Parce qu’elle y a été confrontée plus tôt que les autres démocraties, la France est probablement celle qui a le moins mal pensé le défi terroriste. Telle est l’hypothèse centrale et forte de ce texte qui constitue sans doute la synthèse la plus complète et la plus fine sur le rapport juridique complexe entre terrorisme et libertés publiques. Confrontée au terrorisme moyen-oriental dès le milieu des années 80 la France a imaginé un dispositif anti-terroriste relativement sophistiqué dont les principales caractéristiques sont l’importance donnée au renseignement humain, la centralisation des procédures, la spécialisation des magistrats, l’octroi de délégations judiciaires à la DST pour toutes les enquêtes touchant au terrorisme islamique, la mise en place enfin d’un régime dérogatoire au droit commun. Ce dispositif n’a guère été affecté par le 11 septembre, de sorte que l’on peut dire qu’il existe bel et bien une matrice française de l’anti-terrorisme.
Pour autant, ce dispositif, comme tous les dispositifs anti-terroristes, reste fragile. Car dans l’hypothèse où la menace terroriste perdurerait, elle placerait toutes les démocraties dans une situation d’exception durable. Or dans ce domaine, aucune société n’est à l’abri d’un réflexe sécuritaire pouvant conduire à l’adoption, à des fins de « réconfort » de l’opinion, de mesures pouvant être très restrictives des libertés sans pour autant être efficaces. On le voit aux Etats-Unis où le Patriot Act comme le Homeland Security Act ont réduit les libertés publiques, mais également en Grande Bretagne où la Cour d’appel de Londres a, en août 2004, accepté de reconnaître une valeur juridique aux preuves obtenues sous la torture.
En France, il n’y a pas d’atteintes flagrantes aux libertés publiques. Mais les risques existeront toujours. D’autant qu’au-delà des atteintes formelles aux libertés, s’ajoutent potentiellement toutes les stigmatisations ethniques ou raciales que des lois peuvent toujours contenir mais jamais faire disparaître.
D’où la question de savoir comment des démocraties peuvent se prémunir sur le long terme contre le terrorisme et réconforter leurs populations sans se détruire de l’intérieur en mettant en place des « états d’exception ».
Pour répondre à cette question, Julien Cantegreil sort alors du cadre français pour nous restituer les grands débats internationaux engagés depuis le 11 septembre.
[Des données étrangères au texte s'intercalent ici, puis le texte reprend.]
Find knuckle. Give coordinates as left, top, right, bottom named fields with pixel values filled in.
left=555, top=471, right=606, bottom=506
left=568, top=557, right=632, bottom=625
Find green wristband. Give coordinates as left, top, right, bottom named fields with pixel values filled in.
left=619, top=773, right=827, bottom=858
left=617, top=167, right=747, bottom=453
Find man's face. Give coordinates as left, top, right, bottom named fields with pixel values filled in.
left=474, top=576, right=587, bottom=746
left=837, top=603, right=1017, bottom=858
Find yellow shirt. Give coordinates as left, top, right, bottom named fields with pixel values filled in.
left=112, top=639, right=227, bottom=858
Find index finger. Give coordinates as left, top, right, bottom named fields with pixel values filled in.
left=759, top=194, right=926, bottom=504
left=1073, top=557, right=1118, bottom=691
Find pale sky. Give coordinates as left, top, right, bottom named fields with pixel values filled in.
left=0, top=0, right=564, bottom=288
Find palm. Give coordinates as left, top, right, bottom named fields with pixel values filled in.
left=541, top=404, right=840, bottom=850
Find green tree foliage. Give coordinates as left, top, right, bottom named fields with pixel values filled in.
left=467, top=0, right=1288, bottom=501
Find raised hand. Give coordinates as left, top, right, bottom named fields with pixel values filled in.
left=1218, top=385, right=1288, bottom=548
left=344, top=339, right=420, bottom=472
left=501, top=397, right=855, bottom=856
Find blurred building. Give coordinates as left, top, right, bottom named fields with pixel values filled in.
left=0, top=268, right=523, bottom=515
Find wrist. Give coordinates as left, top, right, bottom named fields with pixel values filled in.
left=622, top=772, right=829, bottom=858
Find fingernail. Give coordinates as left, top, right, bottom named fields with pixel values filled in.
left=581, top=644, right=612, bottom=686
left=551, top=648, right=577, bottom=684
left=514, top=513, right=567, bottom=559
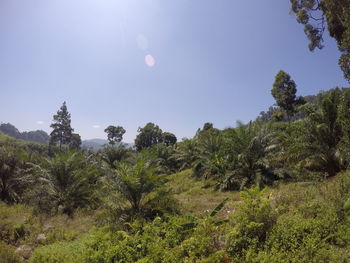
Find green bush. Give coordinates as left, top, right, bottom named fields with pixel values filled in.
left=0, top=242, right=23, bottom=263
left=29, top=237, right=86, bottom=263
left=226, top=187, right=275, bottom=257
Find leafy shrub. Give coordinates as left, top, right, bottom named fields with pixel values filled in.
left=30, top=237, right=86, bottom=263
left=0, top=241, right=23, bottom=263
left=226, top=186, right=275, bottom=257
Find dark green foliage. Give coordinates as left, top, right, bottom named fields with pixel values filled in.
left=0, top=123, right=49, bottom=143
left=284, top=89, right=347, bottom=176
left=0, top=146, right=32, bottom=203
left=162, top=132, right=177, bottom=146
left=0, top=241, right=23, bottom=263
left=107, top=160, right=177, bottom=221
left=105, top=125, right=126, bottom=145
left=271, top=70, right=303, bottom=120
left=135, top=122, right=163, bottom=151
left=69, top=133, right=81, bottom=150
left=50, top=102, right=73, bottom=149
left=99, top=145, right=129, bottom=168
left=290, top=0, right=350, bottom=80
left=226, top=187, right=275, bottom=258
left=32, top=152, right=100, bottom=215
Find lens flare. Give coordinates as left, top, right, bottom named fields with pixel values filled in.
left=145, top=55, right=156, bottom=68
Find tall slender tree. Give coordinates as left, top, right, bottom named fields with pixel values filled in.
left=50, top=102, right=74, bottom=149
left=271, top=70, right=301, bottom=120
left=104, top=125, right=125, bottom=145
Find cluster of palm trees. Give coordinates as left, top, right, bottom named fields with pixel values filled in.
left=0, top=88, right=350, bottom=218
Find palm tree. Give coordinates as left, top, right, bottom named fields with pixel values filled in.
left=113, top=160, right=165, bottom=214
left=36, top=152, right=99, bottom=216
left=284, top=89, right=343, bottom=176
left=220, top=123, right=277, bottom=189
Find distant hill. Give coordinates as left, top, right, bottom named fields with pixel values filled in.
left=0, top=123, right=50, bottom=143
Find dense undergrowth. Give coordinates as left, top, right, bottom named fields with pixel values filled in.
left=0, top=89, right=350, bottom=263
left=0, top=173, right=350, bottom=263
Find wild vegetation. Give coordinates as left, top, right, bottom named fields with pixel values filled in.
left=0, top=0, right=350, bottom=263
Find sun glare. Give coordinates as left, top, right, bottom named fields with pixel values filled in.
left=145, top=55, right=156, bottom=68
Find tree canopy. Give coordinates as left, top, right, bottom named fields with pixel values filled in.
left=50, top=102, right=74, bottom=149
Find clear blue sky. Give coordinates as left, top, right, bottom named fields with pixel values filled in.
left=0, top=0, right=348, bottom=142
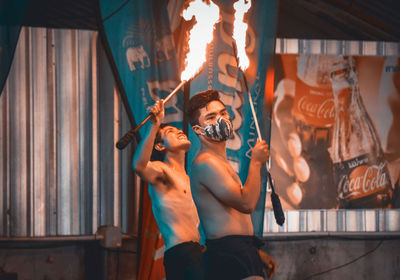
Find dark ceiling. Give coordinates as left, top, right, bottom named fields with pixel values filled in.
left=24, top=0, right=400, bottom=41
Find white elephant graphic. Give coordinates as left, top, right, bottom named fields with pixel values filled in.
left=126, top=45, right=150, bottom=71
left=156, top=35, right=174, bottom=62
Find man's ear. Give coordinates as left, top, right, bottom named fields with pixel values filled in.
left=154, top=142, right=166, bottom=152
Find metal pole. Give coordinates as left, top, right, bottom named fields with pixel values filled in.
left=116, top=80, right=187, bottom=150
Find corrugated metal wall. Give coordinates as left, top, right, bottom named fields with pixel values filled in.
left=264, top=39, right=400, bottom=235
left=0, top=28, right=139, bottom=237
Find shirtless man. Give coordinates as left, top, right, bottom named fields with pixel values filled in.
left=187, top=90, right=276, bottom=280
left=133, top=101, right=204, bottom=280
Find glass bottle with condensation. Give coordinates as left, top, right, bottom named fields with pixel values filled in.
left=329, top=57, right=393, bottom=208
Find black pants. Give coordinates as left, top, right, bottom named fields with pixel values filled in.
left=203, top=235, right=264, bottom=280
left=164, top=241, right=205, bottom=280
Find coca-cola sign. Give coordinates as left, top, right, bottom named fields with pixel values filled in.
left=338, top=162, right=388, bottom=199
left=334, top=154, right=391, bottom=207
left=294, top=75, right=335, bottom=127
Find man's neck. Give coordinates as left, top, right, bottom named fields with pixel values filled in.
left=164, top=151, right=185, bottom=170
left=200, top=138, right=227, bottom=160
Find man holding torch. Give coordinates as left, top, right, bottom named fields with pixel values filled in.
left=187, top=90, right=276, bottom=279
left=133, top=100, right=204, bottom=280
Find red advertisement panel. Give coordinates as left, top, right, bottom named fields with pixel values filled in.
left=271, top=54, right=400, bottom=209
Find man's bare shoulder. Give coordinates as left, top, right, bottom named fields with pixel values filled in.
left=192, top=152, right=221, bottom=169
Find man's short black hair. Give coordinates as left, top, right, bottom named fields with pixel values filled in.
left=186, top=89, right=224, bottom=126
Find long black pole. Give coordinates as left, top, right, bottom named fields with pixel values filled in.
left=116, top=81, right=187, bottom=150
left=232, top=42, right=285, bottom=226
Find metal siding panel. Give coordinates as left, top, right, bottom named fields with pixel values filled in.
left=54, top=30, right=74, bottom=235
left=8, top=27, right=30, bottom=236
left=77, top=31, right=96, bottom=234
left=385, top=209, right=400, bottom=231
left=98, top=44, right=115, bottom=226
left=90, top=33, right=99, bottom=233
left=46, top=29, right=58, bottom=235
left=0, top=28, right=140, bottom=237
left=0, top=84, right=10, bottom=236
left=30, top=28, right=48, bottom=236
left=364, top=209, right=376, bottom=232
left=112, top=86, right=121, bottom=227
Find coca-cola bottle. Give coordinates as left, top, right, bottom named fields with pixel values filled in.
left=292, top=54, right=337, bottom=209
left=329, top=57, right=393, bottom=208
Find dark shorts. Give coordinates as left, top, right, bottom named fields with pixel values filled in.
left=164, top=241, right=204, bottom=280
left=203, top=235, right=264, bottom=280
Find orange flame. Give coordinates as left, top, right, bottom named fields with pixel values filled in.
left=181, top=0, right=219, bottom=81
left=233, top=0, right=251, bottom=71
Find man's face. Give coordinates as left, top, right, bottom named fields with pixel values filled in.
left=160, top=125, right=190, bottom=152
left=199, top=100, right=230, bottom=127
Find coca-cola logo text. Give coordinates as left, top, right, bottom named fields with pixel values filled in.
left=297, top=96, right=335, bottom=120
left=338, top=162, right=388, bottom=199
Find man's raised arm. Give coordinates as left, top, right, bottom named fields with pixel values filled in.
left=133, top=100, right=164, bottom=184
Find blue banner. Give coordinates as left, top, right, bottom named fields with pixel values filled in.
left=188, top=0, right=278, bottom=236
left=100, top=0, right=277, bottom=236
left=100, top=0, right=183, bottom=135
left=0, top=0, right=27, bottom=95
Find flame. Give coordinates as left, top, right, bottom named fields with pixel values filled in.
left=181, top=0, right=219, bottom=81
left=233, top=0, right=251, bottom=71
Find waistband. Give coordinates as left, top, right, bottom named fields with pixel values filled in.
left=206, top=235, right=264, bottom=248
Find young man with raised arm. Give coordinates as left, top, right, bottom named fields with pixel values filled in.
left=186, top=90, right=276, bottom=280
left=133, top=100, right=204, bottom=280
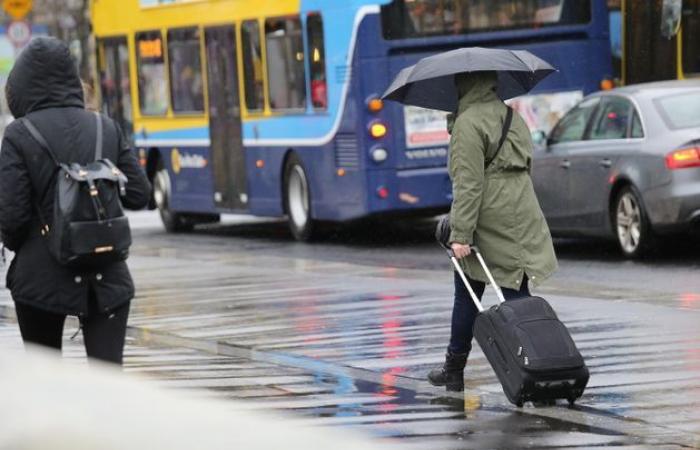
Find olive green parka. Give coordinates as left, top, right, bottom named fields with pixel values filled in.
left=448, top=72, right=557, bottom=289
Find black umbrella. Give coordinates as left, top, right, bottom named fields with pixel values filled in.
left=382, top=47, right=556, bottom=112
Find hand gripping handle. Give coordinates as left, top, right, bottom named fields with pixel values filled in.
left=470, top=245, right=506, bottom=303
left=447, top=246, right=506, bottom=312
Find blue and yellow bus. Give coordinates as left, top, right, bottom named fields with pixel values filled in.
left=92, top=0, right=613, bottom=240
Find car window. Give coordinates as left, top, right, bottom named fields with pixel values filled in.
left=630, top=110, right=644, bottom=138
left=654, top=92, right=700, bottom=130
left=590, top=97, right=633, bottom=140
left=549, top=97, right=600, bottom=145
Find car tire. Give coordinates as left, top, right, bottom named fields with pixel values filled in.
left=284, top=154, right=317, bottom=242
left=612, top=186, right=654, bottom=258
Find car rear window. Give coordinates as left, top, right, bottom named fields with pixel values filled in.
left=655, top=92, right=700, bottom=129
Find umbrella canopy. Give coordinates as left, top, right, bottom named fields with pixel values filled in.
left=382, top=47, right=556, bottom=112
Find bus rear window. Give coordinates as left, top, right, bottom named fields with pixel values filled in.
left=265, top=16, right=306, bottom=110
left=136, top=31, right=168, bottom=116
left=382, top=0, right=591, bottom=39
left=654, top=92, right=700, bottom=130
left=168, top=28, right=204, bottom=114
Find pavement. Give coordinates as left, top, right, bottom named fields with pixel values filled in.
left=0, top=213, right=700, bottom=449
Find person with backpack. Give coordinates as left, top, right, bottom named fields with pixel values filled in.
left=0, top=37, right=151, bottom=364
left=428, top=71, right=557, bottom=391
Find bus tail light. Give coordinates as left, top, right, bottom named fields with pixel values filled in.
left=369, top=122, right=389, bottom=139
left=372, top=148, right=389, bottom=163
left=600, top=78, right=615, bottom=91
left=367, top=98, right=384, bottom=113
left=666, top=146, right=700, bottom=170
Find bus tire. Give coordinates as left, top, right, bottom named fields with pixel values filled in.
left=284, top=154, right=316, bottom=242
left=153, top=161, right=194, bottom=233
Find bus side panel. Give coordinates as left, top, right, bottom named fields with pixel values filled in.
left=159, top=147, right=216, bottom=213
left=246, top=17, right=369, bottom=221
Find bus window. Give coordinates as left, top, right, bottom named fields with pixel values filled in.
left=306, top=14, right=328, bottom=110
left=265, top=17, right=306, bottom=110
left=241, top=20, right=265, bottom=112
left=168, top=28, right=204, bottom=113
left=98, top=38, right=134, bottom=139
left=382, top=0, right=591, bottom=39
left=623, top=0, right=678, bottom=84
left=681, top=0, right=700, bottom=74
left=136, top=31, right=168, bottom=116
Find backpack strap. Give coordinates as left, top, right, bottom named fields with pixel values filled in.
left=484, top=106, right=513, bottom=170
left=94, top=111, right=103, bottom=161
left=19, top=117, right=61, bottom=167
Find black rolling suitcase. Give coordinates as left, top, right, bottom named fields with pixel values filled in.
left=448, top=247, right=589, bottom=407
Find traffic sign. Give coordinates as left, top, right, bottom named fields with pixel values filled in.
left=7, top=20, right=32, bottom=48
left=2, top=0, right=32, bottom=20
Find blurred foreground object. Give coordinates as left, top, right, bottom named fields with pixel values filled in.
left=0, top=349, right=394, bottom=450
left=382, top=47, right=556, bottom=112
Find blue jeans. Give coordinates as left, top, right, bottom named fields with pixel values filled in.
left=448, top=272, right=530, bottom=353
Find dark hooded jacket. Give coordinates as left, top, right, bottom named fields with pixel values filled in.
left=0, top=38, right=151, bottom=316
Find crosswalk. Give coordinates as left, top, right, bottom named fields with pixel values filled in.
left=0, top=227, right=700, bottom=449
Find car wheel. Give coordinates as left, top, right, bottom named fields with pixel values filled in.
left=284, top=155, right=315, bottom=241
left=613, top=186, right=652, bottom=258
left=153, top=162, right=194, bottom=233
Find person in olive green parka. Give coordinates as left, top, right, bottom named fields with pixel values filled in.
left=428, top=72, right=557, bottom=391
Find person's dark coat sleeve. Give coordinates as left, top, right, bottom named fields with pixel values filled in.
left=115, top=124, right=151, bottom=210
left=449, top=121, right=486, bottom=244
left=0, top=138, right=32, bottom=252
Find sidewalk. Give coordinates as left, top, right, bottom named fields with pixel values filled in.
left=0, top=225, right=700, bottom=448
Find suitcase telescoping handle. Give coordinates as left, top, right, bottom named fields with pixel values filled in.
left=446, top=245, right=506, bottom=312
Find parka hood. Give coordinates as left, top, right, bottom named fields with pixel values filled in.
left=447, top=71, right=501, bottom=133
left=5, top=37, right=84, bottom=118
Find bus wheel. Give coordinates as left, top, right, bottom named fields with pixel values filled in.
left=153, top=162, right=194, bottom=233
left=284, top=155, right=315, bottom=241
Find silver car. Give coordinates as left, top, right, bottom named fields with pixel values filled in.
left=533, top=81, right=700, bottom=257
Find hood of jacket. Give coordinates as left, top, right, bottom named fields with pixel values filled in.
left=447, top=72, right=501, bottom=133
left=5, top=37, right=84, bottom=118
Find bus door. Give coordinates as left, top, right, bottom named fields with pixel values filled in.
left=97, top=37, right=134, bottom=141
left=204, top=25, right=248, bottom=209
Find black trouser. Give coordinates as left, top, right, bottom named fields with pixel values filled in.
left=448, top=272, right=530, bottom=353
left=15, top=296, right=129, bottom=365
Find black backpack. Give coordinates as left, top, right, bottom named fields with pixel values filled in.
left=20, top=113, right=131, bottom=268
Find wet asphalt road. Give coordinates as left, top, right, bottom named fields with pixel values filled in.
left=0, top=213, right=700, bottom=449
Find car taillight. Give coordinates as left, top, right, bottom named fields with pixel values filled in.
left=666, top=147, right=700, bottom=170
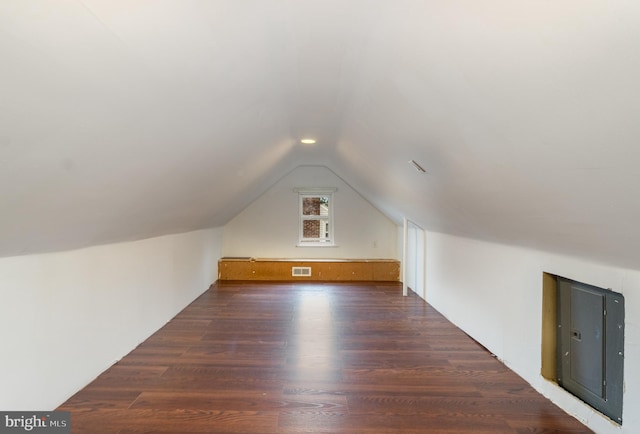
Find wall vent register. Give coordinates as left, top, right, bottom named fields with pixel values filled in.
left=291, top=267, right=311, bottom=277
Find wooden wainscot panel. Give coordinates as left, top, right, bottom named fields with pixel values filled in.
left=218, top=257, right=400, bottom=282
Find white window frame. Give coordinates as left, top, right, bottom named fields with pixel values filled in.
left=294, top=188, right=337, bottom=247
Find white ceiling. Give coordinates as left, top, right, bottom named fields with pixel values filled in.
left=0, top=0, right=640, bottom=269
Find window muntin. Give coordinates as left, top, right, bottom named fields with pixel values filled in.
left=299, top=193, right=334, bottom=246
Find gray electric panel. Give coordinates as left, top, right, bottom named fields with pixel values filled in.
left=558, top=277, right=624, bottom=424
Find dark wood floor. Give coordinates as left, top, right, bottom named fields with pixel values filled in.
left=59, top=282, right=591, bottom=434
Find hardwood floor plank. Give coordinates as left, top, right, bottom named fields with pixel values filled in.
left=59, top=282, right=591, bottom=434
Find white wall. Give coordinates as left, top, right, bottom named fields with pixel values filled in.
left=426, top=232, right=640, bottom=434
left=0, top=229, right=222, bottom=411
left=222, top=166, right=398, bottom=259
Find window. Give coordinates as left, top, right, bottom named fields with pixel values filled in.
left=298, top=190, right=334, bottom=246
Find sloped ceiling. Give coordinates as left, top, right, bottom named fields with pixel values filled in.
left=0, top=0, right=640, bottom=268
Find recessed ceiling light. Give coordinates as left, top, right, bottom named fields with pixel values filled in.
left=409, top=160, right=427, bottom=173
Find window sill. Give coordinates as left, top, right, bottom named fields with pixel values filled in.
left=296, top=243, right=339, bottom=247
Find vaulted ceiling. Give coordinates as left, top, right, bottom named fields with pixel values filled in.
left=0, top=0, right=640, bottom=268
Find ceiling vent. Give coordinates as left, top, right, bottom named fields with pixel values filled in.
left=409, top=160, right=427, bottom=173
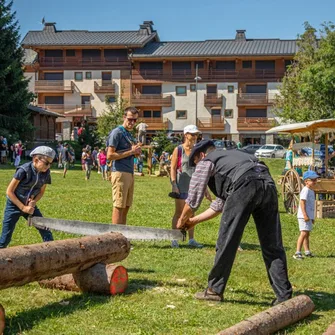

L’expérience française et étrangère conduit ainsi à voir dans le terrorisme une situation qui, pouvant conduire la justice constitutionnelle à faire de facto allégeance à l’exécutif, peut nécessiter que soient définies des règles permettant de reconnaître des situations d’exception sans pour autant abandonner les protections que donne le contrôle de la constitutionnalité.
Ceci ne conduit donc pas à nier la nécessité de recourir, dans certains cas, à des situations d’exception mais conditionne cet accord à un encadrement législatif strict et « glissant » : plus l’état d’exception se prolongerait, plus les majorités qualifiées pour le maintenir deviendraient difficiles à obtenir. Il doit alors être possible de concilier le principe de « réconfort » avec les objectifs de sécurité et de respect des libertés publiques.